The results presented in Fig. 1b, c and Fig. 2a–c of the manuscript are obtained from Monte Carlo annealing simulations. For each of the considered values of β, the system is first cooled from 2000 K down to 300 K with 50 K steps under zero external electric field. Then, an external electric field with progressively increasing magnitude is applied. Each run associated with constant values of β, T, and E consists of 40,000 MC sweeps with 20,000 sweeps to be considered as the thermalization period. For both the cooling and the external electric field simulations, the starting configuration for the subsequent parameter value is taken to be the final microscopic state obtained from the preceding run. Fig. 1b, c shows the ground-state dipolar structure at 10 K. In molecular dynamics simulations, we use a predictor–corrector numerical integration scheme³¹ with a discrete time step of 0.5 fs.

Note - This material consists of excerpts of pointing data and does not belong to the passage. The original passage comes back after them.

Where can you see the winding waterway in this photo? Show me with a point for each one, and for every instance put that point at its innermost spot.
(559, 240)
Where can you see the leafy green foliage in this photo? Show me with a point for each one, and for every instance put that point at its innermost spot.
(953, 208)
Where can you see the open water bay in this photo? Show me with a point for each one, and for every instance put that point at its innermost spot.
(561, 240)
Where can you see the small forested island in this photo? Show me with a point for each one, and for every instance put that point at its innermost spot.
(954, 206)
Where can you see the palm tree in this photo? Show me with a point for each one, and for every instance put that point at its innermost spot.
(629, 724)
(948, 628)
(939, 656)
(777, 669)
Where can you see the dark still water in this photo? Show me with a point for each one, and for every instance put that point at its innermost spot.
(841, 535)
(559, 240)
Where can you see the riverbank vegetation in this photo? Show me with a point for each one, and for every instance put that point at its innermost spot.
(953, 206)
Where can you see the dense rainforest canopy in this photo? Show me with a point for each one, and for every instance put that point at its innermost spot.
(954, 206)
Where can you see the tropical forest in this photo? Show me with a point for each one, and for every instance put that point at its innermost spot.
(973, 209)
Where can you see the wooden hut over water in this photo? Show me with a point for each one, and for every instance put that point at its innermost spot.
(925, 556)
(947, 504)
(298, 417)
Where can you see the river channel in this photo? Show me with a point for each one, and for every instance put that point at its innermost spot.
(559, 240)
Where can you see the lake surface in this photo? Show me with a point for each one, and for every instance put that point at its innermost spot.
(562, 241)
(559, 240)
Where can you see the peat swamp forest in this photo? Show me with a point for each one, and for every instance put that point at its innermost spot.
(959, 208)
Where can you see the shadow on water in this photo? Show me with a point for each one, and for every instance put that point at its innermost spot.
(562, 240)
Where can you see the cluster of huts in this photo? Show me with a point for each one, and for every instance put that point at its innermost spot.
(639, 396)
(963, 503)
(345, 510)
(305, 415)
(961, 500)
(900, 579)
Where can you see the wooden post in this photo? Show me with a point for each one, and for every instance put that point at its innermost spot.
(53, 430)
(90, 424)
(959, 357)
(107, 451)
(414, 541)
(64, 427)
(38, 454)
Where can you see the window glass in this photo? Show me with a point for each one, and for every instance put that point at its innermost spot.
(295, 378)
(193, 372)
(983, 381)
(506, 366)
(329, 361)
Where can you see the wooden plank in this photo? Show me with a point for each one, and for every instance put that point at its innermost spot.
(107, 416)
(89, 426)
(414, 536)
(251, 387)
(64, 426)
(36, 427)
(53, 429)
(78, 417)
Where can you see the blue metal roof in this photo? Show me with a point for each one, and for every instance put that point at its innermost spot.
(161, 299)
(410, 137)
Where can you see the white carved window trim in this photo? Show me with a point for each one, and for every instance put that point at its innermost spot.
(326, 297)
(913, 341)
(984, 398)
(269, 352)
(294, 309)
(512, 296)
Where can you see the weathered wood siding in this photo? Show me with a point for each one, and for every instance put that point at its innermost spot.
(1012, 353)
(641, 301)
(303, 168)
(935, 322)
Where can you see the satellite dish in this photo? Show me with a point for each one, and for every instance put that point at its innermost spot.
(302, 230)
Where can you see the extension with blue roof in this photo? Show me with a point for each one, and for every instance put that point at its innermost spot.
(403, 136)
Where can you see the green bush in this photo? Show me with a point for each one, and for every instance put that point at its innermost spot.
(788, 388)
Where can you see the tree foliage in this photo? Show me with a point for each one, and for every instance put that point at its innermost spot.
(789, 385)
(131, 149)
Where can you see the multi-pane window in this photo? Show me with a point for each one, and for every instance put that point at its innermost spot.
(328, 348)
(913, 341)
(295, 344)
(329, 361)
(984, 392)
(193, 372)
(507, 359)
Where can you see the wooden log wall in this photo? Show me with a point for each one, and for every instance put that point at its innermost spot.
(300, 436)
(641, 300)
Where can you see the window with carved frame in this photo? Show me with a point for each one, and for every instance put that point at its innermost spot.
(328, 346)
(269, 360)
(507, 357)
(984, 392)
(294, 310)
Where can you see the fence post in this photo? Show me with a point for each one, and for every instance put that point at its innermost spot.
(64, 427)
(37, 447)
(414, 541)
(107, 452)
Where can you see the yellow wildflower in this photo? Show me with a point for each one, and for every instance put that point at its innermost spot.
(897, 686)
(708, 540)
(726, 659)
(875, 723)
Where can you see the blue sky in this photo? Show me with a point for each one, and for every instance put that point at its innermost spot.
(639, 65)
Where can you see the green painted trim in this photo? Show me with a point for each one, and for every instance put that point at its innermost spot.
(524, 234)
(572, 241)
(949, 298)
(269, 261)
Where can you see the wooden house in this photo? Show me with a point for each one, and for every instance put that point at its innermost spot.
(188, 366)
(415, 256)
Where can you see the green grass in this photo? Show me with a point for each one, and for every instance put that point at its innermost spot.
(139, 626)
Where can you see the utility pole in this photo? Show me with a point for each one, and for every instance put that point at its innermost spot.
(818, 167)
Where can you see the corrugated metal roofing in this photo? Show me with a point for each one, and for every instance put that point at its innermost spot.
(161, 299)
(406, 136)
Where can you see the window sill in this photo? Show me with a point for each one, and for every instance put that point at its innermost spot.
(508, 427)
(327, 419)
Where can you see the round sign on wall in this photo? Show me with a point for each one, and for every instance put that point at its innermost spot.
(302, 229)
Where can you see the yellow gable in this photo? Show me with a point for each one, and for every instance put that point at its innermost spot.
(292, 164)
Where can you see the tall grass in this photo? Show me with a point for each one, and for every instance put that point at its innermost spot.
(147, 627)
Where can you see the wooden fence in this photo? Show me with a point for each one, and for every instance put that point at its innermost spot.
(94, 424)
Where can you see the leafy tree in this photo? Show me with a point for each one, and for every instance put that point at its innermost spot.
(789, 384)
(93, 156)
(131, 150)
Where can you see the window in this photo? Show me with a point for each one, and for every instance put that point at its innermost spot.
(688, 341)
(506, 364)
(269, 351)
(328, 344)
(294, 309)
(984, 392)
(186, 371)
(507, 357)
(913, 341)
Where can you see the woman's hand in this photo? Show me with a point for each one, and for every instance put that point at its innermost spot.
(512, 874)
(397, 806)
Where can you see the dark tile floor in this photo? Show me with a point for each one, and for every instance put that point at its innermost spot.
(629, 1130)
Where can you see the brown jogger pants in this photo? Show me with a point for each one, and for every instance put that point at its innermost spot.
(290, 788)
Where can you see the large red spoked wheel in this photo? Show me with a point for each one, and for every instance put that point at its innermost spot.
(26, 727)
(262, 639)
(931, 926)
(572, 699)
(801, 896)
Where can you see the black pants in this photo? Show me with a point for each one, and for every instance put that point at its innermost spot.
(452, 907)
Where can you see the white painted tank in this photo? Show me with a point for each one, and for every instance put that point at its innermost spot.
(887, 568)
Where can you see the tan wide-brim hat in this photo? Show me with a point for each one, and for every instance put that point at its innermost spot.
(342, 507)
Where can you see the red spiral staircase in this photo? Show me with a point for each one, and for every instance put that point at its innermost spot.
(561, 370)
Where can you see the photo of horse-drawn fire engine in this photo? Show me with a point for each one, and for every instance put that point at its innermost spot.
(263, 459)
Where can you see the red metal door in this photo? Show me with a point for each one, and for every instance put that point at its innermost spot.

To demonstrate the field-driven displacements of electric bubbles (Fig. 3), we have used the perturbing potential approximating an electric field generated by a PFM probe. The specific external field model employed here corresponds to the following electric potential²⁴

$$\phi= -\frac{2Q}{4\pi {\epsilon }_{0}}\left[\frac{1}{1+{\epsilon }_{1}/{\epsilon }_{0}}\mathop{\sum }\limits_{n=0}^{\infty }\frac{{\zeta }^{n}}{\sqrt{{(z+2nh)}^{2}+{r}^{2}}}-\right.\\ -\frac{1-{\epsilon }_{1}/{\epsilon }_{2}}{(1+{\epsilon }_{1}/{\epsilon }_{0})(1+{\epsilon }_{1}/{\epsilon }_{2})}\times \left.\mathop{\sum }\limits_{n=0}^{\infty }\frac{{\zeta }^{n}}{\sqrt{{(2(n+1)h-z)}^{2}+{r}^{2}}}\right],\\ \zeta= \frac{(1-{\epsilon }_{1}/{\epsilon }_{0})(1-{\epsilon }_{1}/{\epsilon }_{2})}{(1-{\epsilon }_{1}/{\epsilon }_{0})(1-{\epsilon }_{1}/{\epsilon }_{2})},$$

(2)

where h denotes the film thickness, ϵ₀, ϵ₁, and ϵ₂ denote the vacuum, film, and substrate dielectric permittivities, respectively. The z and r indicate the out-of-plane and radial cylindrical coordinates. This equation is derived under the assumption of the contact mode operation of the tip (the tip located at the surface of the film). The constant Q is determined so as to assure the proper normalization of the corresponding electric field magnitude distribution. Specifically, we require the maximum value of ∣ ∇ ϕ∣ to be equal to the specified magnitude E of the perturbing electric field. An example of the resulting distribution of the local driving electric field is shown in Fig. 7. Note that the total external electric field at each lattice site corresponds to the sum of the bias background field constant within the supercell volume and the position-dependent electric field perturbation.

Fig. 7: Driving electric field profile.

Arrows indicate the direction of the position-dependent driving electric field within the y = 0 plane of the 32 × 32 × 5 supercell for the PFM tip located at x = y = 0 and z = 5.5 u.c. Colors from purple to red indicate the increasing field magnitude normalized to its maximum value.